A: The corrupt system in Springfield has proven time and again it cannot be trusted. The amendment gives the state the ability to tax income on a graduated basis, but provides no protection against middle class tax hikes because the new graduated rates will not be constitutionally protected. There are no guarantees, and evidence from other states shows that the increased rates will come down to the middle class once the appetite for more spending cannot be satisfied. It's giving Springfield a blank check it has already proven it cannot handle.
Q: Do you support any type of tax on retirement benefits?
Q: Should Illinois prohibit lawmakers from lobbying other levels of government? Should lawmakers be prohibited from becoming lobbyists after their term in office? For how long?
A: Yes, lawmakers should be prohibited from lobbying other levels of government for at least two years. It is a clear conflict of interest. Numerous pieces of legislation exist to impose a revolving door ban, and all have been bottled up in the House by Speaker Madigan. As a state representative, I will aggressively pursue ethics reform so Illinoisans can have confidence in their government.
Q: What are the most important components that should be included in legislative ethics reform? What will you do to help them come to pass?
A: There are several components needed to create lasting ethics reform in Illinois. No one policy change is going to fix the problem overnight, but it needs to start at the top with limits on how long one lawmaker can hold a leadership position like Speaker of the House, President of the Senate, or Minority Leader. Other important areas to address:
• Redistricting reform
• Prohibiting lawmakers from lobbying other levels of government
• Improved statements of economic interest to expose conflicts of interest
• Prevent lawmakers' immediate family members from acting as paid lobbyists
• Increase fines and penalties for engaging in restricted activities.
There are more, and many of these ideas are not new. I am ready and willing to work with any member of the General Assembly to sponsor, craft and support legislation that will accomplish these goals.
Q: What should the state do to address the still-growing problems with its key pension programs?
A: First, every lawmaker should refuse the General Assembly pension. No lawmaker needs to be funded by taxpayers for the rest of their life. Second, we need to change the provision in the state Constitution preventing comprehensive reform. I will support any reform that is fair to both pensioners and taxpayers.
Q: Do you believe climate change is caused by human activity? What steps should state government be taking to address the issue?

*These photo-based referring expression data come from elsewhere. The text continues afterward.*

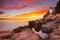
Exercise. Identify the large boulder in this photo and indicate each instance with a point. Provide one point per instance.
(26, 34)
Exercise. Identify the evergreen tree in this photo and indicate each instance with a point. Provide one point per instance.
(57, 7)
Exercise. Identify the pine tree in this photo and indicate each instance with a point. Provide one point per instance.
(57, 7)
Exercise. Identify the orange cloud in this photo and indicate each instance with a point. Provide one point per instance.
(27, 17)
(31, 16)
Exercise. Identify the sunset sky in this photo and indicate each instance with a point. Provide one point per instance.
(17, 7)
(14, 13)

A: It is our duty to protect this planet for future generations. Humans certainly have an impact on climate change, and the legislature can implement safeguards to ensure we have safe and clean water, land, and air. I will support legislation to keep our communities safe and support clean energy technology.

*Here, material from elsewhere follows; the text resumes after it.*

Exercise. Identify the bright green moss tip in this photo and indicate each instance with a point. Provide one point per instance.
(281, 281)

Q: Protesters have massed in the streets in Chicago and other cities across Illinois for greater social justice and changes in the funding and responsibilities for police. How significant a role does systemic racism play in limiting equal opportunity in Illinois? To the degree that it exists, what should be done about it? What, if any, changes should be made in funding and duties of police?
A: I do not support defunding the police; they are vital to protecting the welfare of our communities. Instead, we must ensure that law enforcement has the resources and training to do their jobs to protect our residents, while also making sure they understand the needs and concerns of the particular communities and people they serve. The General Assembly can also work to provide better jobs in low-income communities by providing real economic and tax relief for small businesses as well as property tax relief so that families can afford to stay in their homes.